According to the IRS, a typical master-recording tax shelter involves the overvaluation of a master recording through a series of sham transactions at the seller level rather than the investor level. The scheme usually operates in the following manner:
An entity that purchases a master recording for, say, $100, sells it to a production company for $2,500. The production company then obtains a rigged appraisal and sells the master to a tax shelter promoter for $250,000 (or 100 times the original cost). However, the promoter actually pays only 1% of that amount in cash (or the original $2,500 cost) and executes a “recourse note,” for the balance, to be paid in the future from the proceeds of the master-recording sales.

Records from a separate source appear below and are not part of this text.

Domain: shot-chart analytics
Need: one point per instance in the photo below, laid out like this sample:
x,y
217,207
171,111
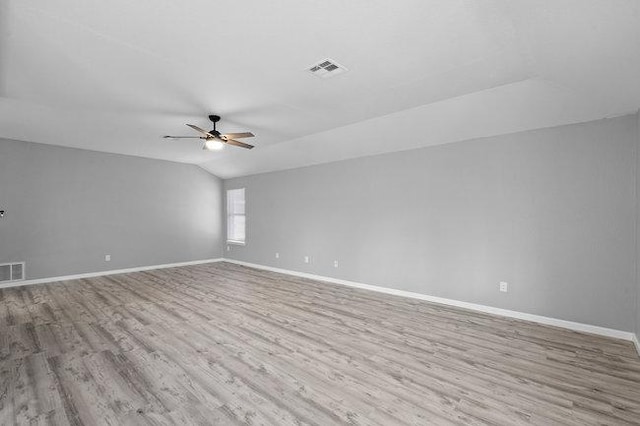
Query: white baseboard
x,y
576,326
102,273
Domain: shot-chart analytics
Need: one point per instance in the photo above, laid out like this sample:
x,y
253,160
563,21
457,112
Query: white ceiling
x,y
116,75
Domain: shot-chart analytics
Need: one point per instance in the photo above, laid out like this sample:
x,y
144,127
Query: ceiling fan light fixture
x,y
213,144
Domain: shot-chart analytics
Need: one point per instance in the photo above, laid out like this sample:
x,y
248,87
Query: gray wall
x,y
637,329
551,211
67,208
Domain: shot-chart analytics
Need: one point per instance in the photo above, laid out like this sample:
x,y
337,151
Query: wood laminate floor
x,y
224,344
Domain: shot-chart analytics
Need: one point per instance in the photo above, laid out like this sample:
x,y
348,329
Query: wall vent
x,y
327,68
10,272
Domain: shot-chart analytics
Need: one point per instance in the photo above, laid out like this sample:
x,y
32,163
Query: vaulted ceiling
x,y
116,75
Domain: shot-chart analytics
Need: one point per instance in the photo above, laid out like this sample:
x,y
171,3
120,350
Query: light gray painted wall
x,y
550,211
67,208
637,329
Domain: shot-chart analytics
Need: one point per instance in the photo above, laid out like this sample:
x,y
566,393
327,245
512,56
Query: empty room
x,y
305,212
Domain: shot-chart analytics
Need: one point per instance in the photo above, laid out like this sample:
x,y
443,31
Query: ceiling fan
x,y
213,139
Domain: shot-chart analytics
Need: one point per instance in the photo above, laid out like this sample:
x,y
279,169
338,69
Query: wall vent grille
x,y
327,68
10,272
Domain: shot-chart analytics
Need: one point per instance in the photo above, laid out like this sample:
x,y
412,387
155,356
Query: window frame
x,y
229,214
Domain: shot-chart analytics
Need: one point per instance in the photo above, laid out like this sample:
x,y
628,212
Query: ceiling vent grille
x,y
10,272
327,68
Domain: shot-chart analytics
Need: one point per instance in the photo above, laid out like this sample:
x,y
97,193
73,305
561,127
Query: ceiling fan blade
x,y
238,143
238,135
198,129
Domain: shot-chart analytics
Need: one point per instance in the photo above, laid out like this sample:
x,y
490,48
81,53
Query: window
x,y
235,216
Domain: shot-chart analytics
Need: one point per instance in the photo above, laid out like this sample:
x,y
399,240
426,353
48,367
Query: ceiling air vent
x,y
10,272
327,68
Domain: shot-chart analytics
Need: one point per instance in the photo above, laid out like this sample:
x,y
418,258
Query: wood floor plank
x,y
225,344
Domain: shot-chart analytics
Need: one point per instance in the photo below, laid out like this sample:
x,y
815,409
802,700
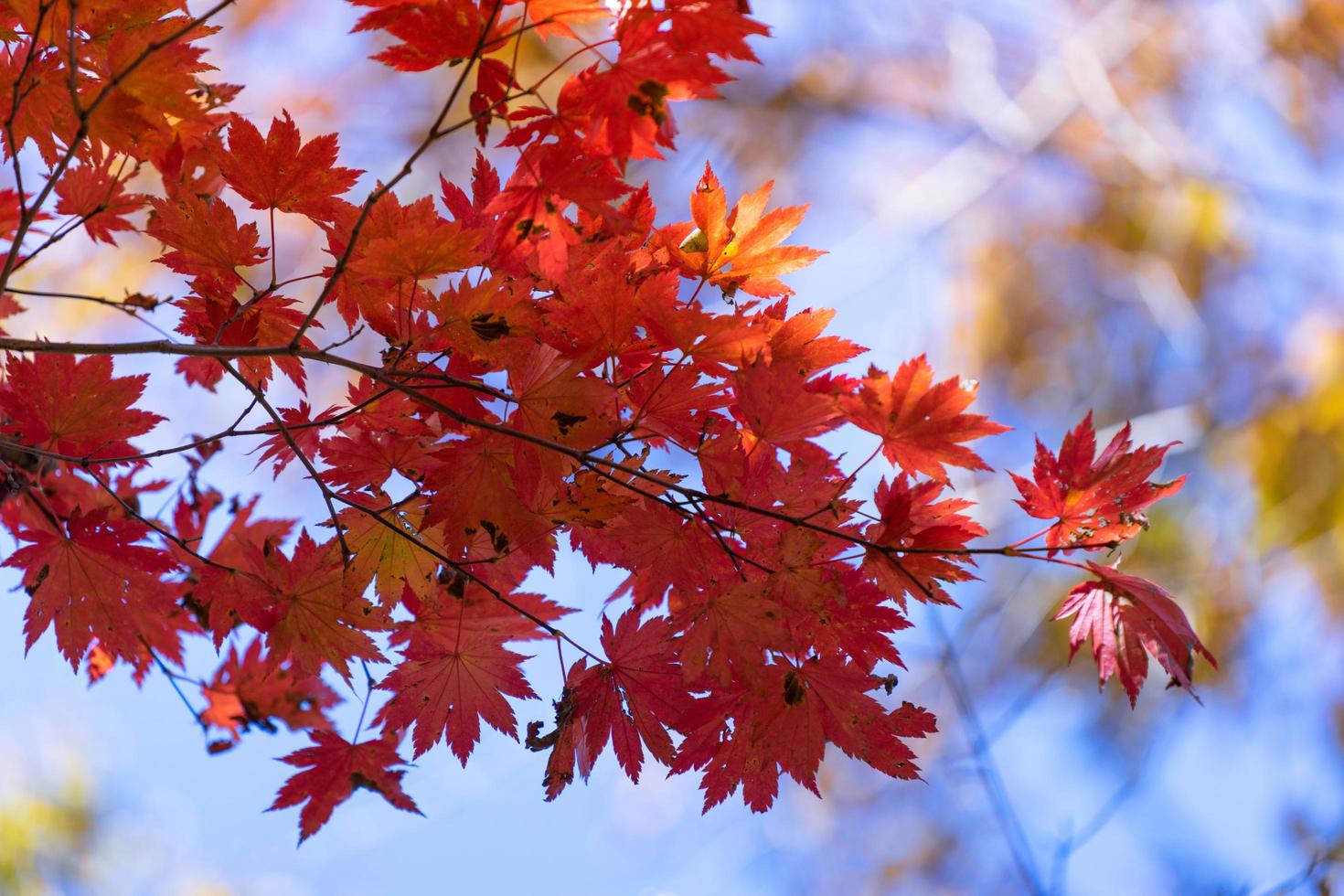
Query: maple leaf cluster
x,y
549,368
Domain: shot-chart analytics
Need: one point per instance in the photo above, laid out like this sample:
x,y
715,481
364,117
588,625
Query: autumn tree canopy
x,y
535,357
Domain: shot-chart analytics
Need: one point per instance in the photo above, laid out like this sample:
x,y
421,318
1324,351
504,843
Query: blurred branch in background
x,y
1132,208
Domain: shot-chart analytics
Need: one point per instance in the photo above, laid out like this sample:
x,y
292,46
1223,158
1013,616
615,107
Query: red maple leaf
x,y
332,770
1128,618
97,195
249,690
921,422
283,172
740,249
1095,501
96,581
73,406
203,237
631,701
915,527
448,681
320,620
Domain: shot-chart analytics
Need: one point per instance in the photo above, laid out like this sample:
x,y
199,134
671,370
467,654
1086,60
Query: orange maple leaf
x,y
740,249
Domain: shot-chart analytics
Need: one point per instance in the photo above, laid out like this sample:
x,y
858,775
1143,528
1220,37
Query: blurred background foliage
x,y
1123,206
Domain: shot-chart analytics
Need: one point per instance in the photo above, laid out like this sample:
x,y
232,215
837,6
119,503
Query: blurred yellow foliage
x,y
43,838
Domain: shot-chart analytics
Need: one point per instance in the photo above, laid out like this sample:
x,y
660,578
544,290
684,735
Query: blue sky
x,y
1214,795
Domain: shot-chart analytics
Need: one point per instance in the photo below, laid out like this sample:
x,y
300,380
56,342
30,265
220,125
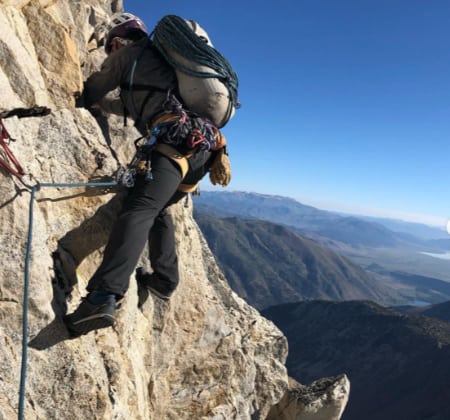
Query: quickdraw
x,y
8,161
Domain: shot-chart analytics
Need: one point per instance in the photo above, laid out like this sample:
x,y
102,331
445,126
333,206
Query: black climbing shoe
x,y
151,282
89,316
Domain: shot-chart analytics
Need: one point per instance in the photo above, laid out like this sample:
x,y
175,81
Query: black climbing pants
x,y
143,218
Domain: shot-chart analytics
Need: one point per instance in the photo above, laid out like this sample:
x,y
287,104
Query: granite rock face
x,y
205,354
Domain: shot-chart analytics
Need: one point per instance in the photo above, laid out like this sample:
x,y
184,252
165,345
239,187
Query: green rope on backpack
x,y
174,32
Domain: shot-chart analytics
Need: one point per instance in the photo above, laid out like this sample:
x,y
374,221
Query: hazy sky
x,y
345,104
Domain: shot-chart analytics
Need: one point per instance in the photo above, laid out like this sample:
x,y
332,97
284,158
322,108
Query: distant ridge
x,y
267,264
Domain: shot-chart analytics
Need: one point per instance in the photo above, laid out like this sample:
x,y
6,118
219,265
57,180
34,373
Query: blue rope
x,y
37,187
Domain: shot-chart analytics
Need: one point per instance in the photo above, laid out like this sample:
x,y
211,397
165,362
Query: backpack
x,y
207,83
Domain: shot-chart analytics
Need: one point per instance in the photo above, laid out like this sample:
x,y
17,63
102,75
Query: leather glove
x,y
220,172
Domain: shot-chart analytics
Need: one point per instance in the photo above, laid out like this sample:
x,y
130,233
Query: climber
x,y
148,94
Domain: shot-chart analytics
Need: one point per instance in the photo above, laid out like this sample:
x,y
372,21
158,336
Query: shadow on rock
x,y
52,334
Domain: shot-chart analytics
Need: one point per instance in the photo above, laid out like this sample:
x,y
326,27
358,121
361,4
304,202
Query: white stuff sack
x,y
207,97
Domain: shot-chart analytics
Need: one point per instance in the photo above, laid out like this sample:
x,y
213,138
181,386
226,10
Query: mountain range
x,y
396,262
268,264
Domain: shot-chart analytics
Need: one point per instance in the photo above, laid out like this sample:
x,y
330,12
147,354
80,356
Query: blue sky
x,y
345,104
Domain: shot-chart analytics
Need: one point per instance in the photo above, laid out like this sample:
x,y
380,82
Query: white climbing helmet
x,y
123,25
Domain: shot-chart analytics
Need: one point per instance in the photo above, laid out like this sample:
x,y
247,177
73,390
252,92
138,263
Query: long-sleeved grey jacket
x,y
152,79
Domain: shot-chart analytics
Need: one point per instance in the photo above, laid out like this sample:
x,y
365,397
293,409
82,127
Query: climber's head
x,y
122,28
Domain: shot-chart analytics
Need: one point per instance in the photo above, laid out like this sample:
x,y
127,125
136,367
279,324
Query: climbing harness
x,y
173,128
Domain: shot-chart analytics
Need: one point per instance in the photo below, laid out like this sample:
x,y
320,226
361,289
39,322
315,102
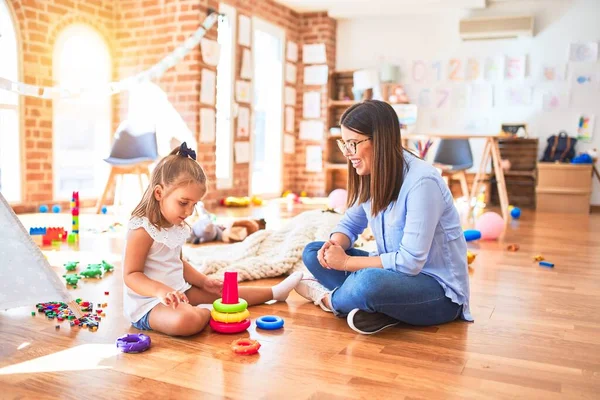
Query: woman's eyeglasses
x,y
350,146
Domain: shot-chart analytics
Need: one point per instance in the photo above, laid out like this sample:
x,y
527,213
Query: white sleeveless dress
x,y
163,264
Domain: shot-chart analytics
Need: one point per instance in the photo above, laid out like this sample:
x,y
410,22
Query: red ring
x,y
236,327
245,347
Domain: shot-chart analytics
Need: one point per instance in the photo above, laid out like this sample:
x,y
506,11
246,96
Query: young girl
x,y
162,291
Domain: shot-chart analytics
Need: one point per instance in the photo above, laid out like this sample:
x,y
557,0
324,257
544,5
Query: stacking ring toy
x,y
245,347
229,317
237,307
222,327
269,322
133,343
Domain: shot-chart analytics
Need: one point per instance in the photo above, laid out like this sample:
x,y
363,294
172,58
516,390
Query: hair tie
x,y
187,152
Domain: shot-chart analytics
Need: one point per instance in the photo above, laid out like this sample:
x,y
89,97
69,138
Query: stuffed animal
x,y
205,230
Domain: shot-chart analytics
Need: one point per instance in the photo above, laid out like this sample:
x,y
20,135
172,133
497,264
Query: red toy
x,y
245,347
230,297
230,291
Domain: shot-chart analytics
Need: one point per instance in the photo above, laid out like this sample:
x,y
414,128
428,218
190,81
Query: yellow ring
x,y
229,318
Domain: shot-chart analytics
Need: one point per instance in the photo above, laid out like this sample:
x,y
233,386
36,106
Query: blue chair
x,y
132,153
454,157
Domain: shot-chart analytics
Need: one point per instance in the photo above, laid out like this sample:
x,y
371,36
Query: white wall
x,y
369,42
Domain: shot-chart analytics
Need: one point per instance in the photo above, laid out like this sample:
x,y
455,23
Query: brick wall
x,y
139,33
38,22
314,28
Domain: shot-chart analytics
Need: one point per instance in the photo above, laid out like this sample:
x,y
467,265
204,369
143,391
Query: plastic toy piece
x,y
269,322
229,318
472,234
107,267
230,288
470,257
72,279
133,343
230,308
245,347
91,273
222,327
513,247
37,231
71,265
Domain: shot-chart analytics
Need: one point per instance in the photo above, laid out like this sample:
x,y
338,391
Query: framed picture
x,y
514,129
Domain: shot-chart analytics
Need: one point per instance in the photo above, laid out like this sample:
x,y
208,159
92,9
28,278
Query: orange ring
x,y
245,347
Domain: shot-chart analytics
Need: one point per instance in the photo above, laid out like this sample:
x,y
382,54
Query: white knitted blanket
x,y
266,253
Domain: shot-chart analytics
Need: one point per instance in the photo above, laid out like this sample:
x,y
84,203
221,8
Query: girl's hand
x,y
172,298
335,257
213,286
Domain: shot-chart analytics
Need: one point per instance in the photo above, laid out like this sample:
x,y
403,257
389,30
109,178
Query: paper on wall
x,y
314,159
312,130
244,30
314,54
515,68
243,122
316,75
246,70
311,107
292,52
583,52
207,125
211,52
290,73
242,91
289,119
242,152
289,144
207,87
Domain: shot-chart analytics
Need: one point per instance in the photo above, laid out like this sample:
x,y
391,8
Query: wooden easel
x,y
491,151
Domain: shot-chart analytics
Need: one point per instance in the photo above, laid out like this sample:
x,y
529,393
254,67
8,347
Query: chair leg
x,y
462,177
109,184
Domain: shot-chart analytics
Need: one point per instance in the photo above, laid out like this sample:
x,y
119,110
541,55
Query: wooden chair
x,y
132,153
453,158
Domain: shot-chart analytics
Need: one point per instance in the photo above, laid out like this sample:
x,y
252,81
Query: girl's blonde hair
x,y
175,170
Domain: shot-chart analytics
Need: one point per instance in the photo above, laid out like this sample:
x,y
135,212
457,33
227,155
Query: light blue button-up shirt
x,y
418,233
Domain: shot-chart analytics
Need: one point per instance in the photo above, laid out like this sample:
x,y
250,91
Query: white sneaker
x,y
312,290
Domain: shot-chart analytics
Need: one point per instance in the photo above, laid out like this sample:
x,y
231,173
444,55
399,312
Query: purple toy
x,y
133,343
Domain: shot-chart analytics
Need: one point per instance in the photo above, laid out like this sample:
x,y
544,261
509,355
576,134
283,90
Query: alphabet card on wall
x,y
555,99
552,72
515,68
585,127
481,96
493,68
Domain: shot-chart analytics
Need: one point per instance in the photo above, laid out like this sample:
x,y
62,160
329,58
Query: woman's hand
x,y
335,257
172,298
213,286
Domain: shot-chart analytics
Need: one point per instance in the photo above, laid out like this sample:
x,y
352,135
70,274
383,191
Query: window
x,y
225,77
267,134
10,137
82,124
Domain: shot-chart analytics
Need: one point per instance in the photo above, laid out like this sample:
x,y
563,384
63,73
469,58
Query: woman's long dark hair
x,y
377,120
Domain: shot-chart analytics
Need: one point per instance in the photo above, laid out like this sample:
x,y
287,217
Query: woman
x,y
418,275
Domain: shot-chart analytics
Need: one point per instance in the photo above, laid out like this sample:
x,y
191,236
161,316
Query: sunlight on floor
x,y
80,358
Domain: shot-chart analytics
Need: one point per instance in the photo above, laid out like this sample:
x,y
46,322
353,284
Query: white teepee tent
x,y
26,277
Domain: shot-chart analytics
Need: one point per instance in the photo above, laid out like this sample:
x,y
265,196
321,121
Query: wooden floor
x,y
536,336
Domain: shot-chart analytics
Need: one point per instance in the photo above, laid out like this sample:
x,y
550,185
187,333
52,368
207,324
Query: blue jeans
x,y
415,300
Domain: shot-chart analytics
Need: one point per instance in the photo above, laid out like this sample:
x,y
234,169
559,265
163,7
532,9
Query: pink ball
x,y
337,198
491,225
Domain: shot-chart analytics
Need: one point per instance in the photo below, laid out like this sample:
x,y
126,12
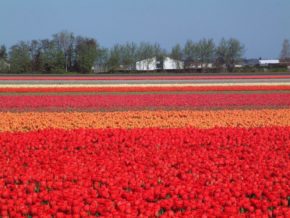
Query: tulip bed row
x,y
81,78
143,89
142,119
130,101
189,172
122,152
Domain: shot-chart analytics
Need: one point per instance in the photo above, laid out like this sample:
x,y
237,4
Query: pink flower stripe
x,y
144,89
221,172
144,101
142,77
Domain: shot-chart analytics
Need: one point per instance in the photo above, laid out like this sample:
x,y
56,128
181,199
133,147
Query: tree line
x,y
65,52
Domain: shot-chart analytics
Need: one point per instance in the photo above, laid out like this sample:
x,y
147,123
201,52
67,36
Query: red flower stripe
x,y
220,172
144,101
144,89
96,77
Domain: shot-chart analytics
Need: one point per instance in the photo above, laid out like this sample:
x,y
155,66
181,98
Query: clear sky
x,y
261,25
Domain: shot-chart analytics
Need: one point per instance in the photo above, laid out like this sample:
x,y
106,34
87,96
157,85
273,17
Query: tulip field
x,y
145,146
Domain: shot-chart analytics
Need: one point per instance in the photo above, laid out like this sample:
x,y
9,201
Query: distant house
x,y
253,62
147,64
269,62
4,66
197,65
165,63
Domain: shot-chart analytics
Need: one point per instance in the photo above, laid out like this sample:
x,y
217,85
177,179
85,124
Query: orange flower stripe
x,y
27,121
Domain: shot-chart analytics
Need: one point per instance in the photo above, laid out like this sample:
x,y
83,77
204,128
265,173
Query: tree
x,y
65,41
205,50
128,55
4,66
20,57
52,59
285,52
190,51
36,56
3,53
229,52
114,59
87,52
176,52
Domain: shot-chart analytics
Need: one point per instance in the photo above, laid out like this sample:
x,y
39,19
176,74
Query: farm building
x,y
197,65
268,62
165,63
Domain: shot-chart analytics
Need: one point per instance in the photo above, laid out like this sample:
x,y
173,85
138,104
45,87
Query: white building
x,y
171,64
147,64
268,62
154,64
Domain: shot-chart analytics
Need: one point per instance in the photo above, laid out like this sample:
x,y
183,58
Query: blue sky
x,y
261,25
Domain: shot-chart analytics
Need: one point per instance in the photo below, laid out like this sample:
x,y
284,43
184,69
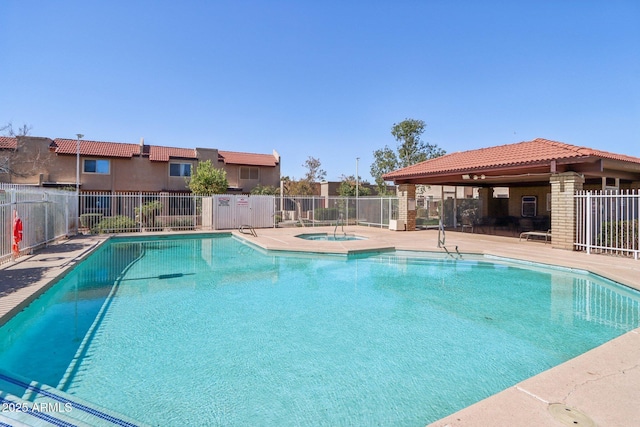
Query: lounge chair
x,y
529,234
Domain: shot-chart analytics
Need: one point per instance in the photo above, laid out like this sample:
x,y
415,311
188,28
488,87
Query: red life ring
x,y
17,235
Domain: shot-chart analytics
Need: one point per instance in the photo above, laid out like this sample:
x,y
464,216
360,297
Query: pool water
x,y
210,331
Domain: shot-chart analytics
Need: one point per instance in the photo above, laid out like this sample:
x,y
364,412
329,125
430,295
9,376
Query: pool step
x,y
44,405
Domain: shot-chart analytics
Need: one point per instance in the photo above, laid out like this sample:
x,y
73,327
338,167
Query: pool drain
x,y
570,416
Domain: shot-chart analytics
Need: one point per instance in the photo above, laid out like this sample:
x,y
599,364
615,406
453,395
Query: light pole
x,y
357,189
78,135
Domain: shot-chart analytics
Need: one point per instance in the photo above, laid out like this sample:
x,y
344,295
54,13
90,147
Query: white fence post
x,y
589,217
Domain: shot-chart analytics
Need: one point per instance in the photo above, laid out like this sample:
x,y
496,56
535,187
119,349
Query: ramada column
x,y
407,205
563,208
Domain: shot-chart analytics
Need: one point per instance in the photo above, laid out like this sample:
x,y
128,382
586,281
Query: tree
x,y
347,187
265,190
410,150
385,161
208,180
305,186
314,172
291,187
23,130
29,158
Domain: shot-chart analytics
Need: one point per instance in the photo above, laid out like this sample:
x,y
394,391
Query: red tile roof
x,y
527,153
96,148
163,154
8,142
250,159
119,149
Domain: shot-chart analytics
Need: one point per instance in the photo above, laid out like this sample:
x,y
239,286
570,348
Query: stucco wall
x,y
515,199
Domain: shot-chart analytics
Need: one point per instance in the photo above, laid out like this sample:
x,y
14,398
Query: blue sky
x,y
326,79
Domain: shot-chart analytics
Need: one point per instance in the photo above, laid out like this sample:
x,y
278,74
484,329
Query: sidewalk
x,y
600,387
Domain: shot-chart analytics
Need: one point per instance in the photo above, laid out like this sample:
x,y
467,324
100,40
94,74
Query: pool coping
x,y
602,383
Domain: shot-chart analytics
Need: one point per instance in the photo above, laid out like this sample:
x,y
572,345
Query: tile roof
x,y
250,159
163,154
8,142
119,149
95,148
528,153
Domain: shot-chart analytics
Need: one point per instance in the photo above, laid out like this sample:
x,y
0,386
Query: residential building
x,y
125,167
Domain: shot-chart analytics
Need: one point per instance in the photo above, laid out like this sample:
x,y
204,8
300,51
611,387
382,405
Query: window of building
x,y
529,206
96,166
247,172
179,169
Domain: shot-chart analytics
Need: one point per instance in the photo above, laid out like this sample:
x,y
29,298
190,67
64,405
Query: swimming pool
x,y
337,237
212,331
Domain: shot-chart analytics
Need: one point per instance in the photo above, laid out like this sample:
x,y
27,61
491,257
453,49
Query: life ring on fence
x,y
17,234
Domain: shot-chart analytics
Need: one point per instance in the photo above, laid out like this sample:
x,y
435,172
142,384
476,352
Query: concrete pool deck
x,y
602,385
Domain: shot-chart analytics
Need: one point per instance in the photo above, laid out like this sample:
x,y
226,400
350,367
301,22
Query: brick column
x,y
407,205
485,194
563,208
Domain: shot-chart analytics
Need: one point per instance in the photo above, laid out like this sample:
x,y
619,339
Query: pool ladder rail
x,y
441,241
247,229
340,221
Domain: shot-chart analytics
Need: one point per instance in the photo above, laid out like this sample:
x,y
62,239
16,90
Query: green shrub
x,y
146,214
174,221
325,214
90,220
115,224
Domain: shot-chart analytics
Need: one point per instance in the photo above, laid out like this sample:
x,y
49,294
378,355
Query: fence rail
x,y
313,211
128,212
608,222
50,214
46,215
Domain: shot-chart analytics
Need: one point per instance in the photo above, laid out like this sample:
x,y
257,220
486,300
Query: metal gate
x,y
231,211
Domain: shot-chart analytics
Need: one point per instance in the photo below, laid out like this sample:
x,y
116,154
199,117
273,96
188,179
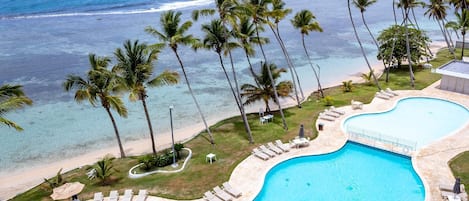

The promoter then leases the master to an individual investor or a limited partnership for $16,000. The promoter elects to pass through to the investor the investment tax credit, which is based on the $250,000 price ostensibly paid by the promoter for the master. The buyer thus can claim an immediate investment tax credit refund of $25,000 (10% of the $250,000), resulting in a first-year profit of $9,000.
Designed to Evade
In the Koala case, the IRS says the government paid out more than $60 million in fraudulent investment tax credit claims.
One creative financing aspect of the typical shelter is that the promoter often will lend the buyer the cash needed to invest in the shelter--at 20% interest--until the buyer gets his tax refund, which usually takes only 90 days. Thus, the government is in effect putting up the front money for the scheme.
The IRS contends that such shelters are abusive because they are “lacking in economic reality"--that the primary objective is to evade taxes rather than reap profits from the sale of records. In most cases, very few records are ever manufactured--anywhere from several hundred to a few thousand per master, as opposed to the hundreds of thousands or even millions that would need to be sold in order to return a profit.
“It doesn’t make any difference to the investor if nothing happens as far as sale of records from the master, because within a short period of time he has his money back and them some,” Dunnigan said.
In some cases, the purported master recordings don’t even contain music. In 1982, a Beverly Hills-based operation made an offering called Face-to-Face that involved the leasing of audio recordings of three-minute news interviews with Bob Hope, Henry Kissinger, Moshe Dayan and Menachem Begin. The same firm sold another shelter called One-on-One, which involved the leasing of religious interviews with professional athletes such as Los Angeles Lakers star Magic Johnson, Merlin Olsen, Roosevelt Grier and Elgin Baylor.
According to the IRS, 135 investors leased more than 400 masters in the two shelters, resulting in estimated lost tax revenue of $5.7 million.